“I wanted to simulate blankets and furry hugs and comfort,” the L.A.-bred artist says of her richly textured oil paintings.
'The pungent aroma of fresh oil paint greets you as soon as you step into the chaotic sprawl of Vanessa Prager’s guesthouse-turned-studio in Glendale. Paint is abundant in Prager’s work: she applies it quite generously, and it sits and oozes in chunky, toothpaste-like tendrils on her canvases.
“I wanted to simulate blankets and furry hugs and comfort—that sense of something taking over you,” says Prager, 36, pointing to a trio of seven-foot-tall canvases with cadmium-charged figures trapped under seas of pastel-and-white tube squeezes.
Those works and a dozen others will comprise Static, her latest solo effort—her seventh in as many years—at Diane Rosenstein Gallery in Hollywood, running February 20 through April 10. “This idea of ‘static’ really seemed right because we’re all suspended in animation this year,” Prager says.
Her intuitive approach is a product of her upbringing.
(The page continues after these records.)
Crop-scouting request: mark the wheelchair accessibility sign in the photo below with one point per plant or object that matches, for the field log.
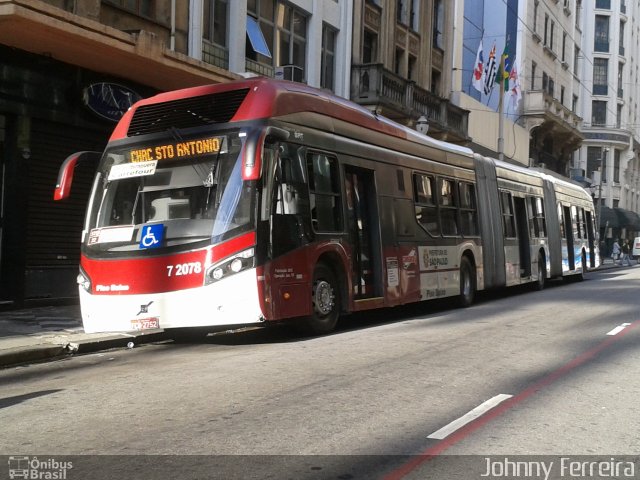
(152, 236)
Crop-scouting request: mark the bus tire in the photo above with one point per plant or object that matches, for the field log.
(325, 303)
(467, 283)
(541, 277)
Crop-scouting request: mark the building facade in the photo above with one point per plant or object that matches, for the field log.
(608, 159)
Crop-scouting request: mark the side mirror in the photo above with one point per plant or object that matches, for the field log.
(65, 175)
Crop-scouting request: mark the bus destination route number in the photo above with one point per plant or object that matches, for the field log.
(184, 269)
(177, 150)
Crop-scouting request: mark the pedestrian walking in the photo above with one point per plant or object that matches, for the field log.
(615, 252)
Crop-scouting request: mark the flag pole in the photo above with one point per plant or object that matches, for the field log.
(500, 112)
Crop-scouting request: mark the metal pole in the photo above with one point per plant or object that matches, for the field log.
(602, 160)
(501, 112)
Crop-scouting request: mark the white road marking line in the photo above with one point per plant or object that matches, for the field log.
(618, 329)
(469, 417)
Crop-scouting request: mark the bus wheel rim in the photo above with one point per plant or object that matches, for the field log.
(323, 297)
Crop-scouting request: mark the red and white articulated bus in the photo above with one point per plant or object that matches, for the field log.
(259, 201)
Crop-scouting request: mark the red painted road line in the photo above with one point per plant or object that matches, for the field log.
(471, 427)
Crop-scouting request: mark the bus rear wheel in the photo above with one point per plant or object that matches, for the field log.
(467, 283)
(325, 303)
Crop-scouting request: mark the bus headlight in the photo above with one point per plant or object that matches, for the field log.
(83, 280)
(234, 264)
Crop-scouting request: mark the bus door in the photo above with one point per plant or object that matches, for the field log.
(364, 232)
(524, 242)
(568, 229)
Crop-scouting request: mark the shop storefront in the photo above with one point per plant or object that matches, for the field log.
(47, 111)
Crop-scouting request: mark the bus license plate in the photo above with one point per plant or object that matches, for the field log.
(145, 323)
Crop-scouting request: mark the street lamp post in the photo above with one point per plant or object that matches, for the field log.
(603, 157)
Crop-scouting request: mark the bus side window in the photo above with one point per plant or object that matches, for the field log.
(561, 220)
(424, 197)
(324, 192)
(448, 207)
(290, 225)
(468, 209)
(508, 219)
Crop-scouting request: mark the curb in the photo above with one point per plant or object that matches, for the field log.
(39, 353)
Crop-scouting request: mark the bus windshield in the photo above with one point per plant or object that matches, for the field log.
(169, 194)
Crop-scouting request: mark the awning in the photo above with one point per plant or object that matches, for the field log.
(608, 217)
(628, 218)
(619, 218)
(141, 57)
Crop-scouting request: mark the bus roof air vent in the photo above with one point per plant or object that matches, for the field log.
(186, 113)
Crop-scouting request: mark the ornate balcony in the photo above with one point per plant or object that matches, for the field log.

She grew up in a Los Feliz apartment, the daughter of hippie parents who raised her and her sister “to value this kind of life and not to think too much about the future,” she says. “We weren’t jammed into what was the right thing to do. We were just on our own plane where you don’t know too much so you don’t think too much.”
It was her older sister, Alex Prager, the autodidactic photographer whose elaborately staged photography and short films have been exhibited at museums from LACMA to MoMA, who provided a model for an improvised art career. After Vanessa finished high school—a boarding school outside of Portland, Oregon—she moved back to L.A. and lived with Alex for more than a decade.
“Vanessa and I were both hustling our art, challenging each other, helping each other with ideas, and putting up one-night-only shows wherever we could find good wall space,” recalls Alex, 41. “There was a certain point in her life when she couldn’t figure out how to get everything she was feeling into those paintings. This recent body of work is the most emotional of all.”
Backpacking through Europe in her teens, Prager discovered painters like Titian, El Greco, Georgia O’Keeffe, and Lee Krasner; they influenced her approach during the pandemic. “I admired their paintings not so much for the technique but their ability to exist in their own time so perfectly,” says Prager. “I want to try and capture this sense of change, not only with the virus, but this reality that the naivete is gone, and that’s a coziness in itself. We just cannot go back in so many ways.”